Market Analysis
Deutsche Bank has increased its year-end target for the S&P 500 index to 5,750 points, up from 5,500, driven by a combination of rising stock buybacks, strong corporate earnings, and robust inflows, fueled by a strong risk appetite.
In a note dated September 12, Deutsche Bank strategists highlighted that S&P 500 earnings growth is expected to remain solid in the low double digits, consistent with growth rates outside of recessions.
The revised target suggests a 2.75% potential increase from the S&P 500’s recent close of 5,595.76 on Thursday.

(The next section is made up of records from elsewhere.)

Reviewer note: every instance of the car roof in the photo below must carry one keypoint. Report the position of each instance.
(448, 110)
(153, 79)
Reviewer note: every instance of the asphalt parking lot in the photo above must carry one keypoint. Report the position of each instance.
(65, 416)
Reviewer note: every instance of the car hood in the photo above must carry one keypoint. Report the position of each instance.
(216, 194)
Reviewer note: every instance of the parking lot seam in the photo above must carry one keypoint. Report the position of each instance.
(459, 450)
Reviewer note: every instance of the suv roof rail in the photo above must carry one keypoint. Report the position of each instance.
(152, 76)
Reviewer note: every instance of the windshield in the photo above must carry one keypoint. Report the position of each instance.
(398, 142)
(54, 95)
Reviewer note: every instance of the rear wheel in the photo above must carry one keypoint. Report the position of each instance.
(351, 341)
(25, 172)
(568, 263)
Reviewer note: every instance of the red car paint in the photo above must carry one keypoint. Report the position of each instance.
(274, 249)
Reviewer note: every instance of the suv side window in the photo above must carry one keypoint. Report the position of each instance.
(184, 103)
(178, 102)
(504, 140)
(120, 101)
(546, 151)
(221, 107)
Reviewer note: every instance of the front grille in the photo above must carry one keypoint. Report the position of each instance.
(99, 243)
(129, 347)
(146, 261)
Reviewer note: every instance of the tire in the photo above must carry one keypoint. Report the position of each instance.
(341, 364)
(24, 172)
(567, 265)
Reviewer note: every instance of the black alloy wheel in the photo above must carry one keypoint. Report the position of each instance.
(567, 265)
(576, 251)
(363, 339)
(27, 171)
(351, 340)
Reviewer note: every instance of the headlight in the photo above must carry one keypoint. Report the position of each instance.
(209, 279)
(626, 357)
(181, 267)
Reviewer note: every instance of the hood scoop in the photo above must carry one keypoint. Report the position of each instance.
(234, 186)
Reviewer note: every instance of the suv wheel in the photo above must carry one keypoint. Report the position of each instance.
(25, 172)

The index has been buoyed by expectations of U.S. interest rate cuts this year and excitement around artificial intelligence (AI). This has led many brokerages to raise their annual targets for the benchmark, with some forecasting it could reach as high as 6,000 by the end of 2024.
Earlier in May, Deutsche Bank had adjusted its year-end target to 5,500, relying on strong corporate earnings to sustain equity valuations.
The brokerage noted that a recent August stock pullback, triggered by concerns over a weakening labor market and a de-rating of technology stocks, appears to be over, with positioning realigning with earnings growth.
Concerns about a cooling labor market have eased, as August payroll growth remained steady for the year.
Factors expected to support the market include a shift from "de-stocking" to "re-stocking," an increase in capital expenditures outside the technology sector, a broader manufacturing recovery, and a rise in consumer confidence. According to strategists led by Binky Chadha, Deutsche Bank's chief U.S. equity and global strategist, share buybacks are anticipated to reach approximately $1.2 trillion next year, up from the current $1 trillion, aligning with earnings growth.
Recent equity inflows have been strong over the past four months, surpassing typical seasonal trends and enhancing corporate earnings and equity returns.
Deutsche Bank also maintained its earnings per share (EPS) forecast for S&P 500 companies at $258 for 2024 and $285 for 2025.